Biografia

“Ed alla nostra gara sono necessarie due virtù:

audacia e sapienza perché la parola chiama chi si offre, ma incorona chi riesce”

(Gorgia da Lentini)

In breve

Rossella Luongo, avvocato cassazionista, pubblicista e direttore responsabile editoriale dal 1995, nasce ad Avellino ove intraprende la formazione forense e completa il diploma di laurea in pianoforte, seguito da un corso accademico di normativa in campo artistico e da un Master in Management e Comunicazione delle Imprese Culturali volti all’approfondimento delle relative branche giuridiche di riferimento, per mettere al servizio dell’arte la propria competenza professionale. Attualmente svolge la professione legale non solo esercitando lo ius postulandi proprio dell’avvocato, ossia la facoltà di difendere e assistere in giudizio il cliente, ma affiancando ad essa anche consulenza e assistenza legali personalizzate, nelle diverse sedi: giudiziale, stragiudiziale e tramite risoluzioni alternative delle controversie (ADR) tra cui arbitrato, mediazione civile (D. Lgs. 28/2010) e negoziazione assistita (D.L. 132/2014 convertito con modifiche nella L. 162/2014). E’ in regola con i doveri deontologici di aggiornamento professionale, è iscritta alla Cassa Forense ed è assicurata per la responsabilità professionale civile terzi e infortuni con primaria compagnia. Tra i progetti che segue da legale in campo editoriale, di recente ha assunto la Direzione editoriale di “DC-Director’s cut”, magazine online di cultura cinematografica, tipografia & grafica, ideato e redatto da Paolo Arfelli Vannucci e, da diversi anni, la Direzione degli Affari Legali di Edizioni della Sera e dell’Agenzia letteraria Studio Garamond, aventi sede in Roma.

In dettaglio

Laureatasi a pieni voti presso l’Ateneo di Salerno e il Conservatorio Domenico Cimarosa di Avellino, nonchè con il massimo dei voti presso il Conservatorio San Pietro a Majella di Napoli conseguendo un Master in Management e Comunicazione delle Imprese Culturali, svolge da circa vent’anni la professione di avvocato, anche con la qualifica di mediatore professionista, affiancando al diritto civile anche il diritto d’autore, la normativa in materia editoriale, il diritto e la legislazione delle arti e dello spettacolo e la tutela di figure artistiche e imprenditoriali dello spettacolo. Le diverse tesi delle rispettive lauree, benchè lontane per argomenti, si raggiungono e coniugano nell’attenzione dedicata all’uomo e al minore, attraverso la lente della legge e della storia, estendendosi anche alla trattazione dei disturbi dell’apprendimento nella legislazione scolastica e della psiche per abusi e violenze in diritto penale e processual-penalistico, infine, alla loro rispettiva protezione e tutela in sede istituzionale e giurisdizionale.
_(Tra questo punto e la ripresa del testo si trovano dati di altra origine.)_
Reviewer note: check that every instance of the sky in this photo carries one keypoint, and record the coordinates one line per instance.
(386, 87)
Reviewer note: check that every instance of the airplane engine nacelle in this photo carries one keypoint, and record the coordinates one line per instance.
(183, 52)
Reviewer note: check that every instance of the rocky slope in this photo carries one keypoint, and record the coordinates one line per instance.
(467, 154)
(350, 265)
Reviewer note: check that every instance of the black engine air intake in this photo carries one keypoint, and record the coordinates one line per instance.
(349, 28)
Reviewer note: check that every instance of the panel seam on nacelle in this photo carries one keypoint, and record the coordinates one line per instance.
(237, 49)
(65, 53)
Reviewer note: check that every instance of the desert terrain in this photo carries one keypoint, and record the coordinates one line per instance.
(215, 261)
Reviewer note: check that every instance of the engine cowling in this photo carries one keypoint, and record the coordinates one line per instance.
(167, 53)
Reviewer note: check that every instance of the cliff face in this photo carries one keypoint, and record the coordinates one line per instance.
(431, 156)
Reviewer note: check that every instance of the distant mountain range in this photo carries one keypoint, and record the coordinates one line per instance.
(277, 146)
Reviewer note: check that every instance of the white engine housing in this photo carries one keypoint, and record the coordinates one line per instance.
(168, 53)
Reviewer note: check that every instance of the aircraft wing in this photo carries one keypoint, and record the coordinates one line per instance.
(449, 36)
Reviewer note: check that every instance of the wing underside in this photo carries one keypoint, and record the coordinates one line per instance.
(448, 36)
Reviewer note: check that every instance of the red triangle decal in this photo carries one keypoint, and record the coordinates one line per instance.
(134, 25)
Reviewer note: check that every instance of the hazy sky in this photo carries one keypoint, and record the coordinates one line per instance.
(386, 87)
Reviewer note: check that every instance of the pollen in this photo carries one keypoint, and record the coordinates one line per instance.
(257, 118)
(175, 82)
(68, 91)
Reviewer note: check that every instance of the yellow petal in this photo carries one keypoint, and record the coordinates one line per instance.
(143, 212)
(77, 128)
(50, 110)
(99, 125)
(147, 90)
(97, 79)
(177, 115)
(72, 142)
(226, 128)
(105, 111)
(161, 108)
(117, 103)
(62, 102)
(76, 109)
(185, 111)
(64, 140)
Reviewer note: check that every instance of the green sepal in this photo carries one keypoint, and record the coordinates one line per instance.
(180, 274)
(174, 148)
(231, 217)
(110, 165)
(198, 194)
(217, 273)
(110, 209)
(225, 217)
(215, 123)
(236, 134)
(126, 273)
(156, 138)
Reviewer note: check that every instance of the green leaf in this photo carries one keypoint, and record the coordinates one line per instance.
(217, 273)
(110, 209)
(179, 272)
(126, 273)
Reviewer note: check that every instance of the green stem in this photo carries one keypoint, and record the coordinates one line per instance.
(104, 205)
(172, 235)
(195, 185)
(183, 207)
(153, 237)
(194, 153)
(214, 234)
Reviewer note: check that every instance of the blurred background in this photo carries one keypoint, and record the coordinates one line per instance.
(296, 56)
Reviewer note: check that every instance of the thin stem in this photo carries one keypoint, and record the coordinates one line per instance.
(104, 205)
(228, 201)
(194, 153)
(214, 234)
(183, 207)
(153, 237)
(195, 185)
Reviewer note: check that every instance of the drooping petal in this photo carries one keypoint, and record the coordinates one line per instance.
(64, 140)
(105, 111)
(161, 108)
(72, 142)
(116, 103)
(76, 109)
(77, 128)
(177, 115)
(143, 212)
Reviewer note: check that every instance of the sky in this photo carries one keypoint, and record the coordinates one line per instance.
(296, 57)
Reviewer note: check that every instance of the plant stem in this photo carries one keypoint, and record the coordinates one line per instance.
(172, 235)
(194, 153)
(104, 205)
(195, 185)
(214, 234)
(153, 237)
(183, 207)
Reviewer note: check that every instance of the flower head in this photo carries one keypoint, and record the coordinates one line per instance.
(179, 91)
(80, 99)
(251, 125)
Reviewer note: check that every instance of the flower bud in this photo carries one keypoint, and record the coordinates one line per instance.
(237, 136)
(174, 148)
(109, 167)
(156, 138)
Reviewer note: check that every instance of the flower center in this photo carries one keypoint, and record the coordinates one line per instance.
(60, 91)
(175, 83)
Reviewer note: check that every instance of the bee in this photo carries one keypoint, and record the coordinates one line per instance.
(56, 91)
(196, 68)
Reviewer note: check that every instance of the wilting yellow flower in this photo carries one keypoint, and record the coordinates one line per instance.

Fatti e contenuti, questi, recepiti in prosa da un suo romanzo di formazione dal taglio psicologo “Latte acido”, Edizioni della Sera 2012, che traspone in concreto accadimenti drammatici e desolanti nel panorama tanto incantevole quanto spesso taciuto del Sud. Ha pubblicato sette libri per l’esercizio della scrittura e la sperimentazione dei diversi stili e generi letterari, tra cui “Borderline”, self-publishing Narcissus ed. 2011, un vademecum sulle alterazioni emotive umane in una surreale improvvisazione narrativa  sospesa sulla soglia dell’impossibile; ha curato la direzione artistica di due progetti editoriali, mirati rispettivamente, alla rivalutazione del territorio d’origine Irpini per sempre”, Edizioni della sera 2020, e alla diffusione del linguaggio poetico con otto autorevoli personalità del contesto letterario nazionale del tempo Rose in versi”, Samuele editore 2009. Sì è occupata, altresì, della consulenza editoriale di un altisonante progetto sulla violenza di genere, “Rosso Vdg-0. Antologia sulla violenza di genere”, Delta 3 Ed. 2021, curato dall’avvocato e scrittrice Emanuela Sica. Non solo l’attività forense, dunque, ma anche quella letteraria, sono state concretamente utilizzate e finalizzate da Rossella Luongo con spiccata e convinta funzione sociale.